Alternative Worldviews on Human – Nonhuman Relations: The Turkish Case

Date: 2018
Author: N. Alican Mecit, Tina M. Lowrey
Contributor: eb™ Research Team

Literature foundations: Consumer research studies how we attribute meaning to commodities and bring them into our lives (Belk 1988, Miller 2008). Through singularization, commodities take on meaning and enter the universe of unique objects (Kopytoff 1986). Until they are recommodified, they remain less available for exchange (Epp and Price 2010). Today, in most cultures, the permanent constituents of the universe of singular objects are only humans as it is unthinkable to exchange humans for money (Kopytoff 1986). Humans, however, used to share this particular universe with animals who lived parallel lives to humans and roamed freely without any owner (Berger 2009). Today, animals, even historically the closest to us - cats and dogs - are reduced to a level at which they require humans to pull themselves out of the universe of commodities. For example, a cat is a de facto commodity until one pays its price and brings him or her to the universe of singular objects (Corrigan 1997). Intended contribution and findings: To explore an alternative worldview, we went to Istanbul, Turkey where cats and dogs still roam freely.
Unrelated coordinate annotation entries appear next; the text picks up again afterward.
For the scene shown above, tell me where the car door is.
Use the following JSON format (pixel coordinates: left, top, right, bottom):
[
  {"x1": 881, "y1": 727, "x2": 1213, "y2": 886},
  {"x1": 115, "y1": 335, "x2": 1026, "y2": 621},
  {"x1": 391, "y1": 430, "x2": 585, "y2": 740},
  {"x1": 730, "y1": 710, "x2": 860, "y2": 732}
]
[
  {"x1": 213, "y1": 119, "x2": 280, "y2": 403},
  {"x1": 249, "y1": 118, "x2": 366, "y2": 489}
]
We questioned the commodity status of animals and talked to the local people. We situated these animals in the universe of singular objects, deserving the same rights as humans. As the presence of animals in the universe of singular objects is a companionship offered to our loneliness as species, we also focused on the implications of the cohabitation with another kind in this conceptual universe. Method: The videography reports our observations of human – nonhuman relations in Istanbul, interviews with the local people, and the secondary sources that we relied on to triangulate our interim findings.